Пикап с подвываниями промчался по авеню. Я, как заправский гонщик, переключил передачу, и мы, визжа протекторами, боком вылетели за ворота, после чего я снова вдарил по педали газа так, что едва не угробил возвратную пружину.
– Гарри, черт возьми, да что такое? – снова осведомился Анджело.
– Нельзя, чтобы она попала на «Танцующую», – зловеще объяснил я, когда мы неслись по кольцевой над городом.
За фортом открывался панорамный вид на Гранд-Харбор. Анджело не стал тратить время на пустые расспросы. Мы давно уже работали вместе, и, если я что-то говорил, он принимал мои слова как должное.
«Танцующая» стояла там же, где и вчера: среди других островных суденышек. На полпути от пристани к катеру виднелся ялик, в нем Джудит – даже с такого расстояния я разглядел на банке крошечную женскую фигурку и узнал короткие и деловитые взмахи веслами. Джудит была островитянка, поэтому гребла как мужчина.
– Не успеем, – сказал Анджело. – Еще до Адмиралтейской не доедем, а она уже будет на катере.
На улице Фробишера я зажал левой ладонью кнопку клаксона, пытаясь расчистить дорогу непрерывным гудком, но было субботнее утро, а суббота – рыночный день, и на улицах уже толпился народ. Деревенские заполонили проезжую часть своими волами, телегами и древними драндулетами. Страшно ругаясь из-за нахлынувшей безысходности, я, не переставая гудеть, прорывался сквозь толпу.
Чтобы одолеть полмили от начала улицы до Адмиралтейской пристани, нам потребовалось целых три минуты.
– О господи! – Я подался к баранке, пулей пролетел сквозь сетчатые ворота и пересек железнодорожные пути.
Привязав ялик к борту «Танцующей», Джудит уже взбиралась на катер – джинсовые шорты и изумрудно-зеленая рубашка, волосы заплетены в косу до пояса.
Я крутанул баранку, затормозил, едва не задев ананасовый склад, мы с Анджело выпрыгнули из кабины и рванули по пристани.
– Джудит! – заорал я, но голос мой затерялся на просторах гавани.
Не оборачиваясь, Джудит скрылась в каюте. Мы с Анджело неслись к концу мола, оба голосили что есть мочи, но ветер бил нам в лицо, а «Танцующая» стояла на воде в пяти сотнях ярдов от пристани.
– Вон ялик! – схватил меня за руку Анджело.
Старинная, обшитая внакрой лодка ловца макрели, но на цепи, цепь в кольце, а кольцо – в каменном причале.
Мы спрыгнули в нее с восьмифутовой высоты, я упал на банку, Анджело – на меня, я выбрался из-под него и протиснулся к швартовочной цепи с четвертьдюймовыми звеньями из оцинкованной стали, пристегнутой к кольцу медным висячим замком.

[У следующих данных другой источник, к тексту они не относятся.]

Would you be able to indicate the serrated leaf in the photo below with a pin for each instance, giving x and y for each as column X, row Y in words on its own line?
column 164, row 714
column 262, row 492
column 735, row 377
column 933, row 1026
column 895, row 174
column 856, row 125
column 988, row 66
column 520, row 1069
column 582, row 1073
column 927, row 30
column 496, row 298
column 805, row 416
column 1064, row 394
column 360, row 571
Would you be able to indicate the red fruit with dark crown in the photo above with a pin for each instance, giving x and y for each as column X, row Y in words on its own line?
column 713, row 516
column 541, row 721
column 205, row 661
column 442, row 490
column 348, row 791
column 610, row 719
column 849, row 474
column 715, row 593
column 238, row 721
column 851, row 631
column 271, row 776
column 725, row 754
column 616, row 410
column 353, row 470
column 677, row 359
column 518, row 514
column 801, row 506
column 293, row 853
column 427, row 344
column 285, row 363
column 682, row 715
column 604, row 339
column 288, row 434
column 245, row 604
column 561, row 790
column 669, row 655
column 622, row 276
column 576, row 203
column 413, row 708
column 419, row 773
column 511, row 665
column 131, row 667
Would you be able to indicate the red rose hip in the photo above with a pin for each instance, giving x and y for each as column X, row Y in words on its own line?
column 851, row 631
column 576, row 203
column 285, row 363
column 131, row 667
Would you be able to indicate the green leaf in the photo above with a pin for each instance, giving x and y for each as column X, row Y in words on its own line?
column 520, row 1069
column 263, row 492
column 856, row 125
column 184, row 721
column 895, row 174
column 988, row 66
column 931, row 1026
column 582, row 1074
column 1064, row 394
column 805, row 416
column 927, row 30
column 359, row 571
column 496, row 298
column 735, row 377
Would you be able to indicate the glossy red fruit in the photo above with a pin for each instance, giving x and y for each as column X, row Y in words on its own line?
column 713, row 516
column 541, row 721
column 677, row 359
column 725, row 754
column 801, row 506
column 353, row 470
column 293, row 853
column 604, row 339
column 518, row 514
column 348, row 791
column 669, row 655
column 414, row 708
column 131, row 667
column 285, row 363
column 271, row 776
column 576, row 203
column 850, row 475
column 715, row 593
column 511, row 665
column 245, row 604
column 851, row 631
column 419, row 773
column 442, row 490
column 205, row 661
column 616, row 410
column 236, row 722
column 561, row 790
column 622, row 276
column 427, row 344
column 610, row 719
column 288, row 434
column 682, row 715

Дважды обернул цепь вокруг запястья, уперся ногой в причал и дернул что было сил. Замка не стало, а я шлепнулся на дно ялика.
Анджело уже вставил весла в уключины.
– Греби! – крикнул я. – Греби как проклятый!
А сам встал на носу, сложил ладони рупором и стал выкликать Джудит, стараясь перекричать ветер.
Анджело сосредоточился на бешеной гребле, едва вынимая весла, возвращая их параллельно поверхности, налегая всем телом, едва они погружались в воду, и хрипло выдыхая с каждым всплеском.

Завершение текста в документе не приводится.